L’Italia chiuse a 18 punti, senza nemmeno una sconfitta, con 5 vittorie e tre pareggi, un solo gol subito e la memorabile vittoria a Wembley contro l’Inghilterra firmata dal guizzo dell’inglese Zola e dalla saracinesca umana Peruzzi. Ma non fu abbastanza: l’Inghilterra passò come prima avendo totalizzato 19 punti. Per gli azzurri fu fatale il pareggio in casa nello scontro diretto contro i Tre Leoni e, forse, ancor più i due 0-0 ottenuti in trasferta in Georgia e Polonia.

Archiviate, dunque, le speranze di qualificazione diretta, il sorteggio consegnò i russi all’Italia. All’andata, il 29 ottobre, a Mosca, gli azzurri si ritrovarono un campo innevato e ai limiti della praticabilità. C’era da portare a casa la pelle limitando i danni e provare a uscire sani e salvi dalla zuffa fangosa moscovita.
Buffon, alla mezz’ora, prese il posto di Pagliuca, Vieri al 49’ da buon ariete trafisse il portiere di casa, ma appena quattro minuti più tardi, una sfortunata autorete di Cannavaro rimise tutto in discussione. Risultato finale 1-1 e qualificazione che passa per Napoli, il 15 novembre. Fu Casiraghi, al 53’, spinto dall’euforia straripante del San Paolo a regalare la vittoria e il Mondiale all’Italia.

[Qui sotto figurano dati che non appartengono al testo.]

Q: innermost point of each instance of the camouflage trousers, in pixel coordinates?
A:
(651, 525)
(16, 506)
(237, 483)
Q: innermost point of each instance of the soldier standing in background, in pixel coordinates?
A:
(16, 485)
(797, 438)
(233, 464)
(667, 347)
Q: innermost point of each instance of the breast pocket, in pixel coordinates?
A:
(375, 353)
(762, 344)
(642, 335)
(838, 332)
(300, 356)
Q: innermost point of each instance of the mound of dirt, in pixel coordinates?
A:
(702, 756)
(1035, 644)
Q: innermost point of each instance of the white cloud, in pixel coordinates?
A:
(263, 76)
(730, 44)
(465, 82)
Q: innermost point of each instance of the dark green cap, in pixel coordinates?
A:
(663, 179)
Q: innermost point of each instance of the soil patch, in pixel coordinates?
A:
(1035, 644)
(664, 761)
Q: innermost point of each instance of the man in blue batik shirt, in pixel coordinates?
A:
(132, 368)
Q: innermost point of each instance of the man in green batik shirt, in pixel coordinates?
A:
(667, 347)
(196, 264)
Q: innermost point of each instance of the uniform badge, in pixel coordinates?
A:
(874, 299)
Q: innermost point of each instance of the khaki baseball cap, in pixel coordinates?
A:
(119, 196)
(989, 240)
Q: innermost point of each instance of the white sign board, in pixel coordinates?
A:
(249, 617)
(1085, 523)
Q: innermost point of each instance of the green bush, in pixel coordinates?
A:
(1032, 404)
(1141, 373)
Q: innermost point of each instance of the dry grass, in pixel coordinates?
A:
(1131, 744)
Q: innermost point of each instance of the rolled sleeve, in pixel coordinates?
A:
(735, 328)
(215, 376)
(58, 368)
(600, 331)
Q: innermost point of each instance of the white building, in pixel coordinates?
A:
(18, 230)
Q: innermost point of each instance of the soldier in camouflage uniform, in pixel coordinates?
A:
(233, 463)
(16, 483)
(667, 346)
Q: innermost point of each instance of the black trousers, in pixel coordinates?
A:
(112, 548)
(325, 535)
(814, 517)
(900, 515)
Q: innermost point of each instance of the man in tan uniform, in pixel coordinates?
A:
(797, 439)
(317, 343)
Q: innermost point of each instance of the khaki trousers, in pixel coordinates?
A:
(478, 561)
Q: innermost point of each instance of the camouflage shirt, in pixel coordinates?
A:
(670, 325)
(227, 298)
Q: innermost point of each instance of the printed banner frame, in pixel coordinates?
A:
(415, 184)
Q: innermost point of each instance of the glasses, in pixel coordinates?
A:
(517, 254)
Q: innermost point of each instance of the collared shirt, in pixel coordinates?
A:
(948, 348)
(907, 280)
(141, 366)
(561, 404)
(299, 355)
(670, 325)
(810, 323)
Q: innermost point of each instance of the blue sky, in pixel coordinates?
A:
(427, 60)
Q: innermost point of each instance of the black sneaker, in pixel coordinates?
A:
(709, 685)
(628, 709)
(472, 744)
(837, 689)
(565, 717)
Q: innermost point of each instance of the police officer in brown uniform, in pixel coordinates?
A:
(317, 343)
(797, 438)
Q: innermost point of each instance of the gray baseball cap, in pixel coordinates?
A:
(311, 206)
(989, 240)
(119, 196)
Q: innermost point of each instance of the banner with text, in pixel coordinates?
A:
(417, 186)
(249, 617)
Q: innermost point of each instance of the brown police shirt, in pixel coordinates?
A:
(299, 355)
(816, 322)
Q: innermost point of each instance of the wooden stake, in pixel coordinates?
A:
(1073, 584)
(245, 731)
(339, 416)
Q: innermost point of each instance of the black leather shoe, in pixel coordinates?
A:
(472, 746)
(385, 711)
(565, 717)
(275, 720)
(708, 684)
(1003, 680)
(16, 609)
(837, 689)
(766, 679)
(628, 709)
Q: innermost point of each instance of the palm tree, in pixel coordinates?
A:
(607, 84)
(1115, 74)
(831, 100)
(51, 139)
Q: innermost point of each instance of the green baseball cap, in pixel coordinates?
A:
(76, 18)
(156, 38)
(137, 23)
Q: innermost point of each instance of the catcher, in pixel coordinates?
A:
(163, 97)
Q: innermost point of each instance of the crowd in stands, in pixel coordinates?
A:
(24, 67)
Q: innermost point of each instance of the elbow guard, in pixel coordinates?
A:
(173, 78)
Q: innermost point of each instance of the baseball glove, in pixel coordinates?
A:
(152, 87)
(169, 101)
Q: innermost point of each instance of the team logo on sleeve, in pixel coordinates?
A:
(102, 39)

Vent’anni dopo, cosa ci aspetta?

Agli spareggi partecipano le otto migliori seconde dei nove gironi di qualificazioni. La peggior seconda, dunque, sarà esclusa. Al momento le Nazionali sarebbero: Portogallo, Svezia, una tra Ucraina e Croazia, Slovacchia, Irlanda del Nord, Irlanda e Grecia. L’Italia, grazie al coefficiente ranking verrà valutata come testa di serie e quindi eviterà le insidie e lo spauracchio che ha il volto di Cristiano Ronaldo (eviterebbe anche la Croazia o l’Ucraina).

I playoff da dentro o fuori verso Russia 2018 si giocheranno il 9/10 novembre per la partita di andata e il 13/14 novembre per il match di ritorno.